Alguien voló sobre el nido




Cuando regresé con la compra, los trillizos no estaban en la cuna. En su lugar, un bebé del mismo volumen que mis tres niños juntos me miraba fijamente con su rostro abotargado. Había oído hablar de estos sucesos, pero siempre creí que se trataba de una leyenda urbana. Miré con furia a ese parásito inaudito. Me imaginé una nube de plumas saliendo del almohadón tras ejercer la presión necesaria. 
Fui volando hacia la ventana y comprobé que mis hijos yacían temblorosos al fondo del patio de luces. Mis piernas se convirtieron en musculosas garras, mi boca se transformó en una potente prensa cornea, negrísimas plumas de cuervo crecieron sobre mis brazos. Me lancé en picado hacia las tres criaturas que abrían sus bocas suplicando mi protección.
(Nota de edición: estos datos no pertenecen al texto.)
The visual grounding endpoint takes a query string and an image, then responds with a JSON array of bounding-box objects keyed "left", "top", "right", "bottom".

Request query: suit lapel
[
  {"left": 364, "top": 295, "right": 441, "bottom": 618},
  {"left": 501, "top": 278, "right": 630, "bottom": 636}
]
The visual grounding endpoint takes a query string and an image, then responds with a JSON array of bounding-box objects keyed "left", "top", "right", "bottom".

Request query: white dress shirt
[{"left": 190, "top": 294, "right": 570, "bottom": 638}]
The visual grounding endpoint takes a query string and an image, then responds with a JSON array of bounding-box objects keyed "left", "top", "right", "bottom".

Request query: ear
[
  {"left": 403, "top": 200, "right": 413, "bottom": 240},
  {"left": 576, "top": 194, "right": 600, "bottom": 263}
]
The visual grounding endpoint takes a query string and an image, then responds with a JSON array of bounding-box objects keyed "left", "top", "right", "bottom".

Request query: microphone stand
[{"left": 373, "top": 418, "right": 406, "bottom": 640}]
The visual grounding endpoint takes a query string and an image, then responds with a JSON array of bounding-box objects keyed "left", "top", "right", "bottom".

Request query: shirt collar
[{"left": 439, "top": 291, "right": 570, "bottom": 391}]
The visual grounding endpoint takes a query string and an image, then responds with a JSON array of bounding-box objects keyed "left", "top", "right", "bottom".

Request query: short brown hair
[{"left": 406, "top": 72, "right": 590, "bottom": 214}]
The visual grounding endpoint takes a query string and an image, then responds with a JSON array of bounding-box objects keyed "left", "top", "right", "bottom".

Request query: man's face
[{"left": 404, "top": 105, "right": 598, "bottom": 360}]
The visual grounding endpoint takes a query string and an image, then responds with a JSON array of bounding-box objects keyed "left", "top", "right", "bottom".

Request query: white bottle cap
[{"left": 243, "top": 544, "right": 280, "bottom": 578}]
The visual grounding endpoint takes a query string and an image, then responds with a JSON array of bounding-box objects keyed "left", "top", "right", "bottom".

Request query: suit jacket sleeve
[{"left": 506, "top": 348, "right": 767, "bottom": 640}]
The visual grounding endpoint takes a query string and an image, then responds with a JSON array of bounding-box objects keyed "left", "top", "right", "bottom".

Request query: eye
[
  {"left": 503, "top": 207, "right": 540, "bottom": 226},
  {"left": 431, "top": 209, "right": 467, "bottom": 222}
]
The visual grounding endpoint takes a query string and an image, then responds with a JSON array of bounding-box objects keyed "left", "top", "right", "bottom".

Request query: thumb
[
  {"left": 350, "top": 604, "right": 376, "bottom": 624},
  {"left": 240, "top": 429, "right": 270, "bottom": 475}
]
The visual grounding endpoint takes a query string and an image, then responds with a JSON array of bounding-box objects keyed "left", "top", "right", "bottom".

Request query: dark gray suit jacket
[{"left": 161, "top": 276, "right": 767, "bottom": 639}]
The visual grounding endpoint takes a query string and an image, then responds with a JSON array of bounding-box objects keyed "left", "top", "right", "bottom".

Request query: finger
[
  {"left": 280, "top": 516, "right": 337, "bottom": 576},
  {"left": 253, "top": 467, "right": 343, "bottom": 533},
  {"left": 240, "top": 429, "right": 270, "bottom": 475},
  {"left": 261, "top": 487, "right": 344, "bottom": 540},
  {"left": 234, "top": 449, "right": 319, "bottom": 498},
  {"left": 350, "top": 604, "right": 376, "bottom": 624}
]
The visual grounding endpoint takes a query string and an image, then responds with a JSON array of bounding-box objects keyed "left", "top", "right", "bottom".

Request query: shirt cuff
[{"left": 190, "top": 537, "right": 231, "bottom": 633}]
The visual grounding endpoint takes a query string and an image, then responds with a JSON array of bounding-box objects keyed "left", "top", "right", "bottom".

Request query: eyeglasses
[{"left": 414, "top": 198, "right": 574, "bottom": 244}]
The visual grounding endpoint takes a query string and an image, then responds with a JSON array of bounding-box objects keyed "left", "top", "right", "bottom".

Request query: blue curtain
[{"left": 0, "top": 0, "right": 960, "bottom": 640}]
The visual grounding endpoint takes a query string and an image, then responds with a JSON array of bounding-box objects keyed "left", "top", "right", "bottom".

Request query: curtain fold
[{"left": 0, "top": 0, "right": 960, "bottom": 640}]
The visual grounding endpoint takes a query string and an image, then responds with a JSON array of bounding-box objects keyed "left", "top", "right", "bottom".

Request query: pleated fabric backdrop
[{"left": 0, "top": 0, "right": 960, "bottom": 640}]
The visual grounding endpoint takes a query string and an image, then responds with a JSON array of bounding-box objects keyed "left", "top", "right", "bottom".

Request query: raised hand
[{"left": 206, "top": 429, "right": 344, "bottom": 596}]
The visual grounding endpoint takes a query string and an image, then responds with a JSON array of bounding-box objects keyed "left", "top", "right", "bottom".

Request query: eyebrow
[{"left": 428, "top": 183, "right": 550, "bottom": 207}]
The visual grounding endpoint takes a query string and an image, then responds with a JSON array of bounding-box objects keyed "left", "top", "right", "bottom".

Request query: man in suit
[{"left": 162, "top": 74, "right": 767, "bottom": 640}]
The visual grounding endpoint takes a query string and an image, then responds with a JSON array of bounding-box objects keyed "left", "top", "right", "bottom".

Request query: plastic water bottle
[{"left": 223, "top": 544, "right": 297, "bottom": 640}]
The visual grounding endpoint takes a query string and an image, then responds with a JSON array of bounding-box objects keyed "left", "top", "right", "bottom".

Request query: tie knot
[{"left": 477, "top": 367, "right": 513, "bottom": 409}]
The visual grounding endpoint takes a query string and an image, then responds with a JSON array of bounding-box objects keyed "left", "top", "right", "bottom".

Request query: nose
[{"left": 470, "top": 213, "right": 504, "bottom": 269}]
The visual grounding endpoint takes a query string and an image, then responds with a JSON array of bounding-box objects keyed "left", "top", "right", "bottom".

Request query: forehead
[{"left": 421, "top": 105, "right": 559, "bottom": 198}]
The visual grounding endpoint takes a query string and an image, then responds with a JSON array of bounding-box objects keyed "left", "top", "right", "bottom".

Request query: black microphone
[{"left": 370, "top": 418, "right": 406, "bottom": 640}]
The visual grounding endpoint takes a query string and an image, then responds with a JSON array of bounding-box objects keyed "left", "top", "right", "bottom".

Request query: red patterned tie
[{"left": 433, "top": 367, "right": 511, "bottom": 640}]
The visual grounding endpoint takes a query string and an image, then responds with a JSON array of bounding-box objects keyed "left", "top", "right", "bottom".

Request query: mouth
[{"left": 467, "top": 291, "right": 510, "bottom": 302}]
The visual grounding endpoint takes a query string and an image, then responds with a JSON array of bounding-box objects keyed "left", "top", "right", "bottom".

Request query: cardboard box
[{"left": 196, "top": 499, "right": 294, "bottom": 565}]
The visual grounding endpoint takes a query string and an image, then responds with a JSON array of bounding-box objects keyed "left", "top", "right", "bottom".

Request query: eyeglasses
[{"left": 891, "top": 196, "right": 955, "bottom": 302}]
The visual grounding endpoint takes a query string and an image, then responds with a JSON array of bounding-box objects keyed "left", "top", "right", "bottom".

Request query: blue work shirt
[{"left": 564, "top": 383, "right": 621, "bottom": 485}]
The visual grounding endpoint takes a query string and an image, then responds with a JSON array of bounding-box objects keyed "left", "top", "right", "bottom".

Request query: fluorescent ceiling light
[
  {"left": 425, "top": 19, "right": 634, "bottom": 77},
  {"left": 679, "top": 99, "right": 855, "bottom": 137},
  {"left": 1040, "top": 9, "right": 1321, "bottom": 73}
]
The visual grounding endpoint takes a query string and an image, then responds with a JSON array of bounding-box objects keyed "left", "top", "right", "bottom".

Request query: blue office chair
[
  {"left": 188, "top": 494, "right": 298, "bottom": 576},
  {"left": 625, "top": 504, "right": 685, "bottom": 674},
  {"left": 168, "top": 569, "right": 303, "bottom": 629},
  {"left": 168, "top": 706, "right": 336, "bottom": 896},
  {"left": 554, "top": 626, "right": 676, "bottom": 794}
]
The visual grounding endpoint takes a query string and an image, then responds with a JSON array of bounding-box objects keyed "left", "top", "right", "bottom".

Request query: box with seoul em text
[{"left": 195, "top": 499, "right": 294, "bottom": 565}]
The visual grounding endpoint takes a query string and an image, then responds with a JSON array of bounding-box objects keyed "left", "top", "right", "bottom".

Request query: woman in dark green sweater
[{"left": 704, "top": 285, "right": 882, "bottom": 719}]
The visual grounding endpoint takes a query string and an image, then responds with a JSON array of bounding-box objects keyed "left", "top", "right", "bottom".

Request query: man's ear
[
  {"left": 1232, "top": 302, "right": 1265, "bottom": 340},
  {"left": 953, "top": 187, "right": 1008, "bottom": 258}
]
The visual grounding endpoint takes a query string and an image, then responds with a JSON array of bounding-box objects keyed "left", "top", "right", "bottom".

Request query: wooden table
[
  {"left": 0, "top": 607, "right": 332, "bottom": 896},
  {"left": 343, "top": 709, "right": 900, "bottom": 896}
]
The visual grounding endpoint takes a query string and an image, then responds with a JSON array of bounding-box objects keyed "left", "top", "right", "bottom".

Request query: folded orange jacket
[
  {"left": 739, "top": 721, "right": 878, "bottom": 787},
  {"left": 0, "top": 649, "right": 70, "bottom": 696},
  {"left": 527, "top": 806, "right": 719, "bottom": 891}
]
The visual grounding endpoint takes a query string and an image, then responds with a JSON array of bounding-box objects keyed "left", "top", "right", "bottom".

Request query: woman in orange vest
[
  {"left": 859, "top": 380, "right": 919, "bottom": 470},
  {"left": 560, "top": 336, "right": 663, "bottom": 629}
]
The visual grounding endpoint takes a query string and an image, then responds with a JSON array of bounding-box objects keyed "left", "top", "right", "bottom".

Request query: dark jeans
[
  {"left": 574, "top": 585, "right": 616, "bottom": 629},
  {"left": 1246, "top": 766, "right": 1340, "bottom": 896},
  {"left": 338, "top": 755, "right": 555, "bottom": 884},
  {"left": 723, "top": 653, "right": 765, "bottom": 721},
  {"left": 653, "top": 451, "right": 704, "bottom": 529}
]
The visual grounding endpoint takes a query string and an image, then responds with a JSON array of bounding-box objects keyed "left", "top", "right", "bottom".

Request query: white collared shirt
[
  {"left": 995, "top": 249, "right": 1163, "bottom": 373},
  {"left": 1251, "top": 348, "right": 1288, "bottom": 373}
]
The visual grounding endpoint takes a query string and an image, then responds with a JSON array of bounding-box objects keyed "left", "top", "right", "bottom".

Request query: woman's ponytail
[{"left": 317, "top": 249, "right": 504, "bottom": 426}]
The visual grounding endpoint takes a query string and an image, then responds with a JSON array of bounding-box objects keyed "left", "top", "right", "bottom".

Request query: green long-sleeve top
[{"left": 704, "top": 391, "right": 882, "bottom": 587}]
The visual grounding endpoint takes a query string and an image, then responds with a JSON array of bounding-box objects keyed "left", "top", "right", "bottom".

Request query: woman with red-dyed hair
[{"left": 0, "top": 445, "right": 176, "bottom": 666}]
Y mientras las acunaba en mi regazo, la vi de reojo asomando por una esquina. Cómo se me había ocurrido dejarle a ella las llaves de repuesto. Cómo era posible que no hubiera entendido mi negativa a quedarme con su niño mientras ella se iba de viaje. Aunque no lo hice, la promesa de sangre invitaba a agarrarla con mis garras, dejarla caer sobre una roca y picotear su cuerpo hasta saciar mis vísceras de ave de rapiña. Y así contribuir a la extinción de esa especie tan dañina: la insaciable vecina gorrona, conocida también como la hembra del cuco.  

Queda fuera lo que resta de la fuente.